Kumar et al. considerado a remoção total da LCA como uma opção segura, o que não resultou em instabilidade.6 mas a maioria dos autores acredita que o desbridamento da substância mucinosa com debulking parcial da ACL é uma opção terapêutica eficaz que não causa instabilidade.3,4,7,22 uma notchplasty adicional é considerada essencial por alguns autores.1,5 mas Motmans e Verheyden mencionam especificamente que a notchplasty não é necessária, porque o debridement completo por si só resolve o impingement e, assim, a patologia.4 Lintz et al. realizou dois notschplasties em 29 pacientes, mas não rotineiramente.27 realizamos um desbridamento meticuloso e criterioso da ACL mucóide com o objetivo de reduzir o volume, obtendo a remoção da massa mucóide e descompressão da ACL patológica volumosa. Nós não realizamos a notchplasty em nenhum dos nossos pacientes, pois não a consideramos como parte da patologia primária. Acreditamos que a notchplasty pode ser necessária em alguns casos em que o entalhe é bastante estenótico e impingido por osteófitos, especialmente em pacientes idosos. No entanto, pode não ser necessário em doentes de meia-idade em que o notch está livre de osteófitos.Apesar de todos os doentes recuperarem a flexão completa após debularem a LCA mucinosa, alguns continuaram a sentir dores ligeiras enquanto caminhavam ou subiam escadas. Isto pode ser explicado provavelmente por causa de lesões concomitantes, como danos na cartilagem no patellofemoral ou articulação tibiofemoral ou lágrima meniscal.
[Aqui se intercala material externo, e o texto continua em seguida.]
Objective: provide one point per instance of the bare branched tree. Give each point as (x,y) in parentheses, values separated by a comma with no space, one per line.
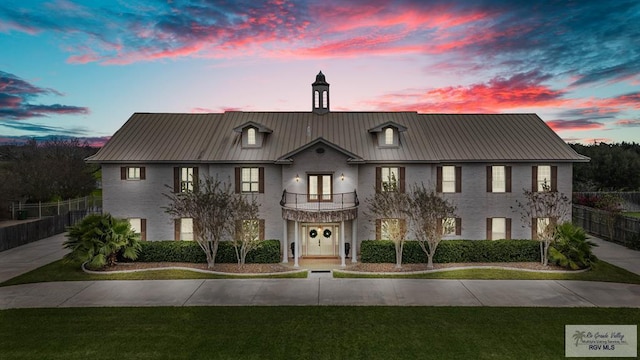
(214,209)
(541,211)
(247,234)
(428,209)
(393,208)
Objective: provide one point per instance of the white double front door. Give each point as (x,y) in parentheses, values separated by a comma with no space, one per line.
(320,239)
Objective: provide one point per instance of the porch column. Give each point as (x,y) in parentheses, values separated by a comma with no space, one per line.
(342,256)
(297,247)
(354,240)
(285,245)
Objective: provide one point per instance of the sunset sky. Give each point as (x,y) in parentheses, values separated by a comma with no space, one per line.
(81,68)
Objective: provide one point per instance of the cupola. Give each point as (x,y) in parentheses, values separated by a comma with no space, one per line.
(320,95)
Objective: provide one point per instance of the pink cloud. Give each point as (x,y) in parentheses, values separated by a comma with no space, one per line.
(574,125)
(520,90)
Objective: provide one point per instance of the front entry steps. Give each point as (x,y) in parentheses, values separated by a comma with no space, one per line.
(320,274)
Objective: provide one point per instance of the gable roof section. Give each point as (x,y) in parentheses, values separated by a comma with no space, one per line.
(387,124)
(261,128)
(430,137)
(286,159)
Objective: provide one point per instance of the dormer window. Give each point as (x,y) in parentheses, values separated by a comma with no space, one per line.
(251,136)
(388,136)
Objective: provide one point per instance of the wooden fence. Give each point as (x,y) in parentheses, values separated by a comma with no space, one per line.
(30,231)
(624,230)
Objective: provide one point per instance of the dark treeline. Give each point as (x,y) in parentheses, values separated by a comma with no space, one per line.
(47,171)
(613,167)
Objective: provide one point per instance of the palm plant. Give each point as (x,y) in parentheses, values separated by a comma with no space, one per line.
(98,239)
(571,249)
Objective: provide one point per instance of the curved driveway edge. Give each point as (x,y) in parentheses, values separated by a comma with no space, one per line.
(323,291)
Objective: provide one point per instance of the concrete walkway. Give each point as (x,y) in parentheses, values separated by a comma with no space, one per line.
(318,289)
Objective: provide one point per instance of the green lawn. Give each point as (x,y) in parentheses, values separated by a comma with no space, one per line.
(602,271)
(61,271)
(295,332)
(64,271)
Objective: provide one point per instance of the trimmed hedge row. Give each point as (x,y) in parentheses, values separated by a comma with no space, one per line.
(453,251)
(190,251)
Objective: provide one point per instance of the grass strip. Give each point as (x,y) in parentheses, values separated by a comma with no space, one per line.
(601,271)
(64,271)
(296,332)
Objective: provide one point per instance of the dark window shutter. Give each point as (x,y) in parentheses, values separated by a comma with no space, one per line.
(238,178)
(489,178)
(261,180)
(176,179)
(143,229)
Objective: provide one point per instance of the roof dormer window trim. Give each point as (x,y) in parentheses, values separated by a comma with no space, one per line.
(252,134)
(389,137)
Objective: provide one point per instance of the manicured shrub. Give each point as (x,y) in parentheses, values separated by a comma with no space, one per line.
(450,251)
(190,251)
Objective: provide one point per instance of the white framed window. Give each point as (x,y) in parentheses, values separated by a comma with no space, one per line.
(250,230)
(388,136)
(186,179)
(136,225)
(390,177)
(133,173)
(449,179)
(251,136)
(186,229)
(544,178)
(498,228)
(250,180)
(449,226)
(543,227)
(498,179)
(389,228)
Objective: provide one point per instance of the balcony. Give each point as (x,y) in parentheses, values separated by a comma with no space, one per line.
(319,207)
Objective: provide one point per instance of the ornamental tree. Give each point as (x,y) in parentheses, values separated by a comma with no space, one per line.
(542,210)
(215,210)
(392,208)
(428,209)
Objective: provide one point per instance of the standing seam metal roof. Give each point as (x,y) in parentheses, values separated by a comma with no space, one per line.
(163,137)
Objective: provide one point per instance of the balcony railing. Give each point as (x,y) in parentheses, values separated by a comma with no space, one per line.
(315,202)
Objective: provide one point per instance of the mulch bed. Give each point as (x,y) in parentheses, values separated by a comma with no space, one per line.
(362,267)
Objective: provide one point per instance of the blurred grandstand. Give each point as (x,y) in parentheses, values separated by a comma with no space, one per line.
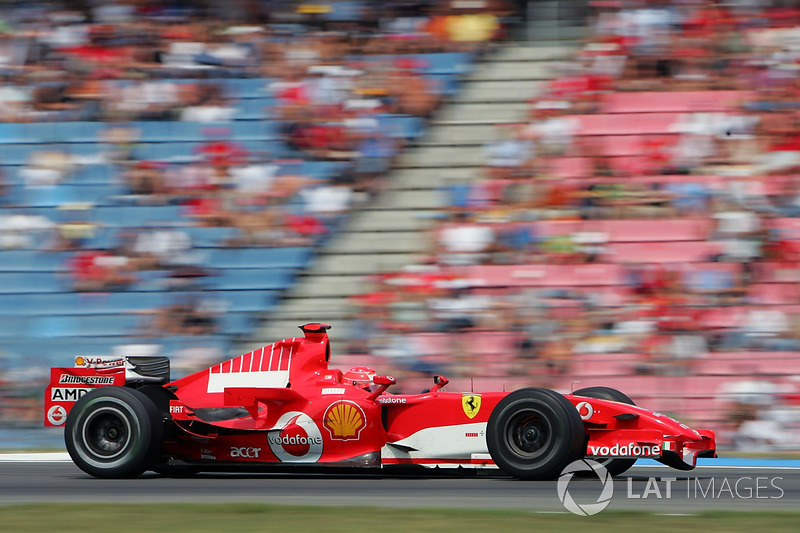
(510,194)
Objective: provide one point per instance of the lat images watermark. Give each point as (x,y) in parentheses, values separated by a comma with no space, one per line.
(583,503)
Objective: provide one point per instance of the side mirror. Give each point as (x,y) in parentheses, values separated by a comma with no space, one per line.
(383,382)
(439,382)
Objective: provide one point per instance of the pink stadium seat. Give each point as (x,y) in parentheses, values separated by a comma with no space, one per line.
(778,273)
(627,124)
(569,167)
(647,230)
(543,275)
(683,101)
(598,365)
(773,293)
(628,145)
(662,252)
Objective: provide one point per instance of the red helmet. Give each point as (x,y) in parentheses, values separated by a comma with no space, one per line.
(360,376)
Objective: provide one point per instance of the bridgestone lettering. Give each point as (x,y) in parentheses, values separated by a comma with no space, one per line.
(66,394)
(86,380)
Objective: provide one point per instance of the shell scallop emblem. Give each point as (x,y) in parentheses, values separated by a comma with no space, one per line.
(345,420)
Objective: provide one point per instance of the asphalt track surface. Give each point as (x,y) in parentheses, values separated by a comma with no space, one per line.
(726,487)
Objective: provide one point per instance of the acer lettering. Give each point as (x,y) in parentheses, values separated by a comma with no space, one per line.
(249,453)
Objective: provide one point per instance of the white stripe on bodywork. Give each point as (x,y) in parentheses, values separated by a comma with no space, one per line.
(274,378)
(445,442)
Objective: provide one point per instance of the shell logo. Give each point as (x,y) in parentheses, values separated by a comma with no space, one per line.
(345,420)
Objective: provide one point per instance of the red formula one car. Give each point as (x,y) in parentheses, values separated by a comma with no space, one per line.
(282,406)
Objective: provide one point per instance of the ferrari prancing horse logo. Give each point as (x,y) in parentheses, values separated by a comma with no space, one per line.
(471,404)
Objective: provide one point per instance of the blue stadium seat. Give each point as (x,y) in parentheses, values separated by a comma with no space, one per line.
(138,215)
(262,258)
(13,133)
(29,282)
(237,323)
(32,261)
(254,278)
(210,237)
(247,301)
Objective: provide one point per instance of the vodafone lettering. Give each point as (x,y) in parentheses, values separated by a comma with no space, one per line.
(295,438)
(626,450)
(389,400)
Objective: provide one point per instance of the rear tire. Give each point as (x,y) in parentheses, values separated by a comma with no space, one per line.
(614,467)
(114,432)
(534,434)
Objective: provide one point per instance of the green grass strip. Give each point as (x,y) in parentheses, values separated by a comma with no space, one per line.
(245,517)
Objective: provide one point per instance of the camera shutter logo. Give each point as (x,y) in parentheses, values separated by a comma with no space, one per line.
(585,509)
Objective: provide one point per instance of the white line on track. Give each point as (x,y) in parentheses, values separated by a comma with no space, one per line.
(55,457)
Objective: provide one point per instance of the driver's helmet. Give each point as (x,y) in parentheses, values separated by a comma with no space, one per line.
(360,376)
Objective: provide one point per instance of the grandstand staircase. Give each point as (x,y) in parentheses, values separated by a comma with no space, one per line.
(390,232)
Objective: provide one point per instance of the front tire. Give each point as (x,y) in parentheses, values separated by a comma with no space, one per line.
(114,432)
(534,434)
(614,467)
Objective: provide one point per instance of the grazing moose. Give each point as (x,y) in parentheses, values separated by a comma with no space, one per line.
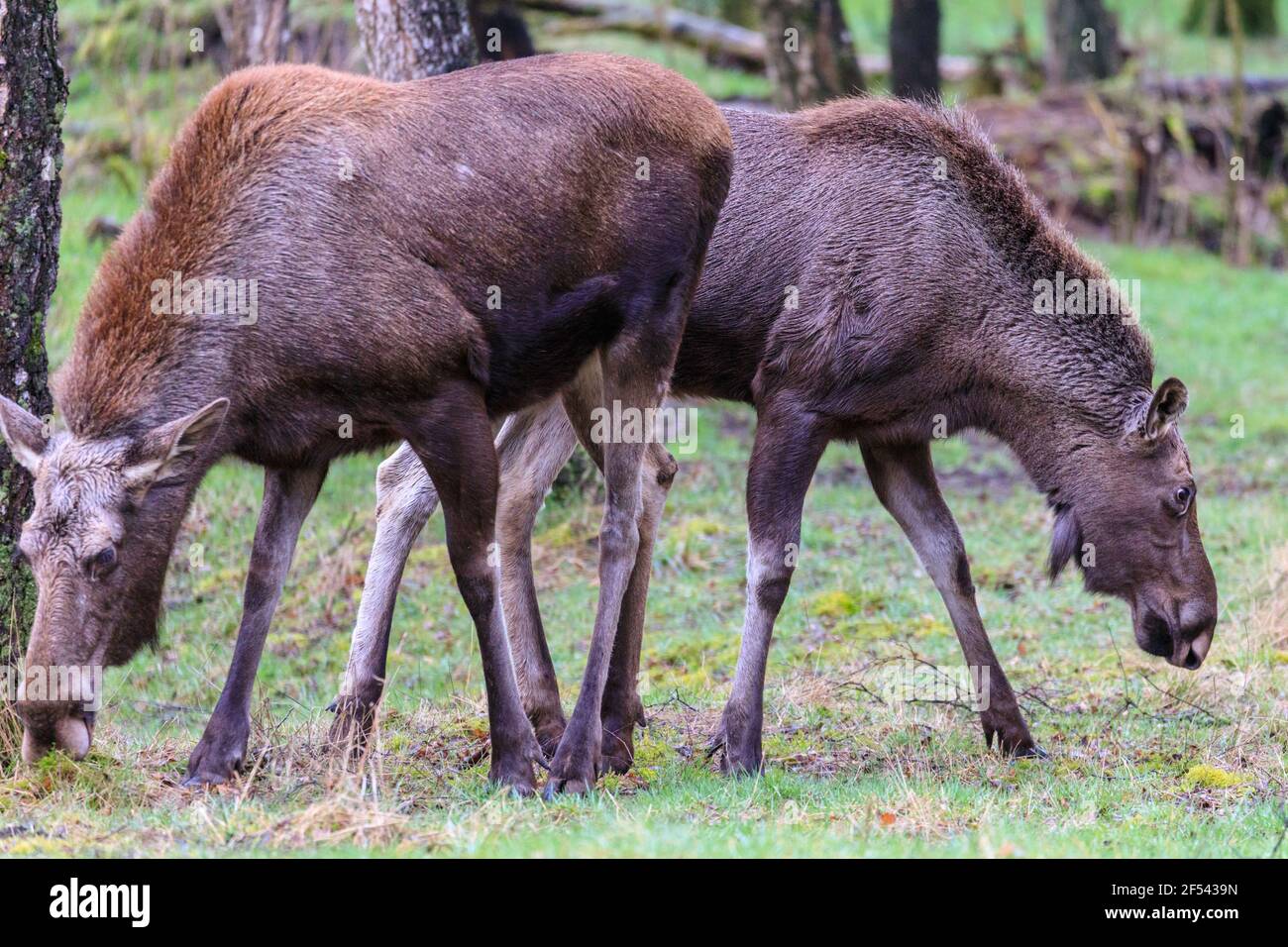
(426,257)
(918,260)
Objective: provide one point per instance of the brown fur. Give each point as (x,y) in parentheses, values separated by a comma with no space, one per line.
(915,303)
(377,222)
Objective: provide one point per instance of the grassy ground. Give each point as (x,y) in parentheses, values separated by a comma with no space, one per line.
(1145,759)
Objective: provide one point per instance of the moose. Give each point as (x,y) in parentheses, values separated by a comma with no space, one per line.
(428,258)
(913,258)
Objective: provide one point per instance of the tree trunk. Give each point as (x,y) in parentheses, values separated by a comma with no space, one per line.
(33,99)
(412,39)
(809,53)
(500,30)
(259,33)
(914,50)
(1082,42)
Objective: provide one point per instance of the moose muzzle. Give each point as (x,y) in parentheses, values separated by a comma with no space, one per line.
(54,724)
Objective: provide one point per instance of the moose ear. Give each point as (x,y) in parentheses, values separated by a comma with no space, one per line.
(166,451)
(1164,408)
(25,434)
(1065,540)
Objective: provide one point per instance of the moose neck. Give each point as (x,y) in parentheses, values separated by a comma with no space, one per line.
(1060,376)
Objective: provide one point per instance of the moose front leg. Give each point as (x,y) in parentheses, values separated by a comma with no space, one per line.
(404,501)
(288,496)
(905,482)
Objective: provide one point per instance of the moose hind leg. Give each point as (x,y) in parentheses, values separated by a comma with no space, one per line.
(288,496)
(787,449)
(636,368)
(622,707)
(454,440)
(905,482)
(533,446)
(404,501)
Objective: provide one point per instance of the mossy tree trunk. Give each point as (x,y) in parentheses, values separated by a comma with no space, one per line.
(412,39)
(261,30)
(1082,42)
(914,50)
(33,99)
(809,52)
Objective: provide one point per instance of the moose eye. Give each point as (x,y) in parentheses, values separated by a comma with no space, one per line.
(102,562)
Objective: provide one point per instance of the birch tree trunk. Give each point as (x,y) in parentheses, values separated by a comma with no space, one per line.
(412,39)
(33,99)
(259,33)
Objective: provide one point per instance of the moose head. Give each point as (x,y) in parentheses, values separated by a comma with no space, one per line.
(1129,519)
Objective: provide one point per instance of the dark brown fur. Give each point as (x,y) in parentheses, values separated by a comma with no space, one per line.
(915,303)
(376,221)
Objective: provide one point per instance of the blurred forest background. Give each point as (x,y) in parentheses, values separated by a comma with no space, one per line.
(1127,118)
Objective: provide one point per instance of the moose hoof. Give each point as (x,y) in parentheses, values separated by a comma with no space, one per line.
(739,754)
(1012,737)
(617,753)
(575,768)
(353,725)
(549,727)
(515,777)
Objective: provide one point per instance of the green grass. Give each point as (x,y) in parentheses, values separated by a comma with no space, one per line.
(1145,759)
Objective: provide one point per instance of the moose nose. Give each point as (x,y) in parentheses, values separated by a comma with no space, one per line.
(47,729)
(1193,639)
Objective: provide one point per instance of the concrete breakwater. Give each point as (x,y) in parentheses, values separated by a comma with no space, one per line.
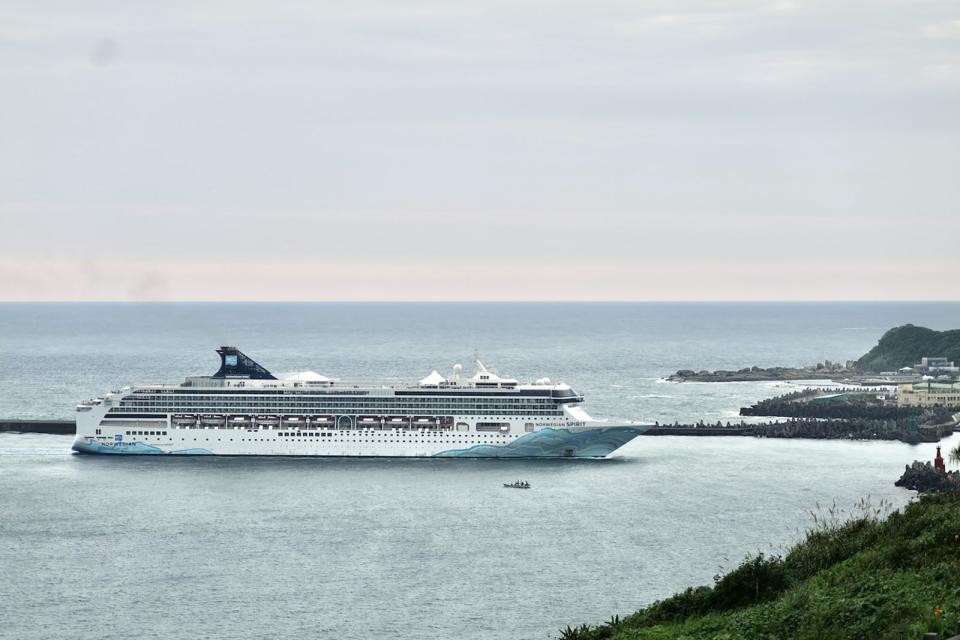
(63,427)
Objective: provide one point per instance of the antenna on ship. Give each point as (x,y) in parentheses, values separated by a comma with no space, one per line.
(477,363)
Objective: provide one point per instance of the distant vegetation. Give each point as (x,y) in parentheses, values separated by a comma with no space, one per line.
(862,578)
(904,346)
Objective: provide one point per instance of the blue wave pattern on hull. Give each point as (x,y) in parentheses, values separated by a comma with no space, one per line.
(133,448)
(553,443)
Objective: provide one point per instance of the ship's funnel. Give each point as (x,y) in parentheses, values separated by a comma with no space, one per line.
(234,364)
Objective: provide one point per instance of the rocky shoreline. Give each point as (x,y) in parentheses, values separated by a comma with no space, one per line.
(822,371)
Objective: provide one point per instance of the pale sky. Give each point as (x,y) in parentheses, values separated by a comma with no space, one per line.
(480,150)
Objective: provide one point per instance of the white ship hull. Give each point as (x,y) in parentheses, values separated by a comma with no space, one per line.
(556,440)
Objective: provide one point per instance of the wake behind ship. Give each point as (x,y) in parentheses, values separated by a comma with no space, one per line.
(243,409)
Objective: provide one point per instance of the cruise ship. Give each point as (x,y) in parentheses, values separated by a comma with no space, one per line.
(244,410)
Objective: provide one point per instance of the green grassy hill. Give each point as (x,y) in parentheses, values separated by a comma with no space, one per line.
(904,346)
(862,579)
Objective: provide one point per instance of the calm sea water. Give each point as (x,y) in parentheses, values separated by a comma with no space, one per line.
(95,547)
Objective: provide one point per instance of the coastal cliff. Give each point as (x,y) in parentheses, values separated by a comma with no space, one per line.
(904,346)
(899,347)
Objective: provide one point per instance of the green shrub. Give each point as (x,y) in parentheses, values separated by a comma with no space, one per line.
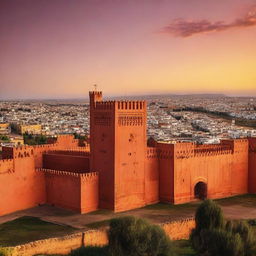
(208,216)
(221,243)
(130,236)
(90,251)
(246,233)
(213,237)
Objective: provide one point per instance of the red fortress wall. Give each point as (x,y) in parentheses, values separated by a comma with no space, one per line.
(22,186)
(74,191)
(252,165)
(118,151)
(223,168)
(119,172)
(73,161)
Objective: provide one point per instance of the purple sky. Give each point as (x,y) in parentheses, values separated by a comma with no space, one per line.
(60,48)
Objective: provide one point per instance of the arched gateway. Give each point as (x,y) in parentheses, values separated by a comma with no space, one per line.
(200,190)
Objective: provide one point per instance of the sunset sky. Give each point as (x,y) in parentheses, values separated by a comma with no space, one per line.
(60,48)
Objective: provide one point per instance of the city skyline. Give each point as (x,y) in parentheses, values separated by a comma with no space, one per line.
(59,49)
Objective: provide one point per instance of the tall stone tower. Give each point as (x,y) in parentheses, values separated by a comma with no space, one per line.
(118,148)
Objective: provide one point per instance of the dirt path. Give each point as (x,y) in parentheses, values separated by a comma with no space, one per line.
(243,207)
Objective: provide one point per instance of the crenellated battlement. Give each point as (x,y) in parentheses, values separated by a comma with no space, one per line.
(84,176)
(104,105)
(6,166)
(74,152)
(131,105)
(152,152)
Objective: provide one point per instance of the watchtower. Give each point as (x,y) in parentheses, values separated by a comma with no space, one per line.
(118,148)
pós debulking, Lintz et al. demonstrou aumento da tradução anterior (média: 8 mm) no exame de Telos. No entanto, apenas dois em 29 necessitaram de reconstrução da ACL 2-5 anos após o processo de indexação.No entanto, os autores não esclareceram se estes dois pacientes tinham desenvolvido instabilidade devido ao estiramento crônico após ressecção parcial ou devido à ressecção subtotal ou total de ACL mucóide. Dejour et al. demonstrou gaveta anterior positiva em 36% e deslocamento pivot positivo em 55% de seus pacientes após o desbridamento.28 na nossa série, pós-assalto, 63.6% (N = 7) tinham Lachman de grau 1 positivo e 9% (n = 1) tinham Lachman de grau 2. Nenhum demonstrou uma mudança de pivô positiva. Nenhum desenvolveu instabilidade até ao seguimento final. No entanto, é prematuro dizer que estes pacientes não irão desenvolver instabilidade no futuro, uma vez que todos eles foram pacientes com atividades sedentárias, exceto um que joga badminton. A questão de saber se os doentes cuja ocupação exige uma forte procura por parte do joelho ou dos atletas não irão desenvolver instabilidade no futuro, após a debulação parcial, é uma questão de debate. O acompanhamento multicêntrico e a longo prazo dos doentes determinará se a eliminação judiciosa da LCA é segura e suficiente ou se há necessidade de uma remoção completa da LCA com ou sem reconstrução.

MD da LCA não é a causa incomum de dor no joelho com flexão limitada em adultos com ou sem um fundo de trauma trivial. As características clínicas e radiológicas podem ser inconclusivas e podem induzir em erro o diagnóstico de ruptura da LCA. Conscientização sobre esta entidade incomum é importante para os artroscopistas como eles podem ser confrontados com um ACL mucóide intraoperativamente. Além disso, os artroscopistas devem educar-se para interpretar a ressonância magnética sugestiva de MD de ACL como, em muitos casos, pode ser relatado como laceração da ACL. Actualmente, a debulking judicioso e a descompressão da ACL com a remoção de material mucinoso, tanto quanto possível, é a linha preferida de gestão. Notchplasty may not be required in all cases unless there is a stenotic notch imping upon residual fibers. O diagnóstico definitivo é estabelecido com histopatologia. Os resultados a curto prazo após o desbridamento são excelentes. Além disso, o doente deve ser informado sobre a dor residual ligeira que pode surgir devido a lesão concomitante na cartilagem e no menisco. No entanto, o acompanhamento a longo prazo é necessário para estabelecer a credibilidade do desbridamento parcial é o tratamento mais ideal sem qualquer instabilidade residual.